Inoltre, l’espressione «arcane motivazioni», utilizzata in un atto processuale dal difensore per spiegare i ripetuti rinvii della discussione richiesti dal Collega che lo abbia preceduto nella difesa in giudizio della medesima parte, è stato ritenuto diretto a sollevare dubbi sul comportamento processuale del professionista, superando i limiti della continenza alla quale l’avvocato è tenuto specie nei rapporti con i colleghi. (cfr. Consiglio Nazionale Forense, sentenza del 18 luglio 2011, n. 109).
Sempre il Consiglio Nazionale Forense ha ritenuto che il termine “menzogna”, il cui significato semantico lo rende omologo all’alterazione dei fatti, viene dalla scienza del linguaggio considerato meno popolare e meno grave di quello di “bugia”, mentre il “vaniloquio” è il discorso privo di costrutto o fondamento logico-sostanziale. A nessuna delle due espressioni può pertanto essere attribuita portata offensiva o natura sconveniente.

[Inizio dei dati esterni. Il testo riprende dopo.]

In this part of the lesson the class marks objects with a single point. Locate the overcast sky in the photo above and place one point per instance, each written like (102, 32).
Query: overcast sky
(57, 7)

E’ stata esclusa, pertanto, la violazione dell’art. 20 c.d.f. per carenza del necessario elemento soggettivo dell’animus iniuriandi quando non emerga alcun elemento indicativo della volontà dell’incolpato di esprimere apprezzamenti negativi in ordine alla personalità ed al patrimonio morale dell’esponente, essendosi il professionista limitato alla constatazione oggettiva di un fatto non vero e di un giudizio privo di fondamento. (Consiglio Nazionale Forense, sentenza del 13 dicembre 2010, n. 215)
Viceversa, costituisce comportamento certamente disdicevole, e, quindi, disciplinarmente rilevante, l’aver attribuito ad un Collega l’intento «di aver perseguito (nel corso della difesa espletata per conto dell’incolpato) personalissimi, miseri, se non vili interessi di bottega», trattandosi di condotta che, trascendendo i limiti di continenza e pertinenza della critica consentita, e trasmodando quindi in un attacco alla sfera privata della altrui persona, si pone ben al di là di un corretto e leale contraddittorio, infrangendo i limiti di decoro e di dignità imposti dall’etica professionale.(Consiglio Nazionale Forense sentenza del 9 giugno 2008, n. 44).
Le sentenze richiamate evidenziano i limiti entro i quali è possibile esercitare il diritto di difesa, evidenziando correlativamente le ipotesi in cui si incorre nella violazione dell’art.20 del codice deontologico forense.